The problem with idolising men at all is that they always fail and fall. The problem with loving women best is that they let you see inside yourself. To build an idol, to live inside the image you have now brought yourself to bless is but a yearning gripping your insides, a construct bringing you under its spell. It rarely means that you can understand, and even if it does, it bears resemblances to nothing that will stow or let you find the calling that has brought you there, so nigh. Idols are dreams that would make life a better version of the numbing mass of duties, obligations, demoralising strife and draw you closer to what'll surely pass. Bending in admiration, in your desire to rise above what seems lowly in the painful tasks, you'll give the idol all your moments, life, expect they'll somehow correspond at last. Their rise and fall is not just the idols plight, it is your own conception meeting reality on site, it's not just a commitment that would make you glad, it is the source of pain in wonderful disguise. To love a man because he can perform, because he knows to trigger your delights makes him an object you will jettison that will become the sorest part you fight. To worship woman who, for you, created love because she literally moved your tiny soul makes her a reference for what's bound to fall, eventually will whisper there can be no more. Do away with idols, cast them off from you, images of happiness, successes and of thrones, live within the margins of this river flow, let all that now regards you worship the One God.
What struck me most in this poem is how honestly it shows the danger of turning people into mirrors for our own longing.
There’s a quiet sadness in the idea that idols don’t just fall — they take our expectations down with them.
I like how the poem suggests that idealising someone is really a way of avoiding ourselves.

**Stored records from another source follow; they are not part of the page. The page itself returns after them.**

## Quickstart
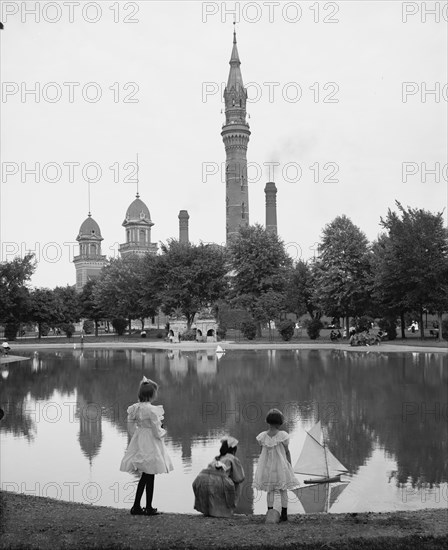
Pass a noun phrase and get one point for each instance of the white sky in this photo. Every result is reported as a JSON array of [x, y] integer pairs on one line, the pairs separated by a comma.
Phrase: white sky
[[171, 53]]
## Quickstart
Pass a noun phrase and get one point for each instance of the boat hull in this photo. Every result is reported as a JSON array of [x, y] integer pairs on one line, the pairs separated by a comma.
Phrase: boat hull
[[334, 479]]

The lines about yearning and spell‑making feel painfully true, almost like a confession.
There’s something very human in the way we try to escape the heaviness of life by inventing figures to carry it for us.
The poem also captures how admiration can quietly turn into dependence without us noticing.
And when the idol collapses, it feels less like betrayal and more like reality finally catching up.
The warning about loving someone for what they represent, not who they are, hits close to home.
Same with the idea that even the person who once awakened us can become a fragile pedestal.
In the end, the poem feels like a gentle push toward emotional honesty rather than worship.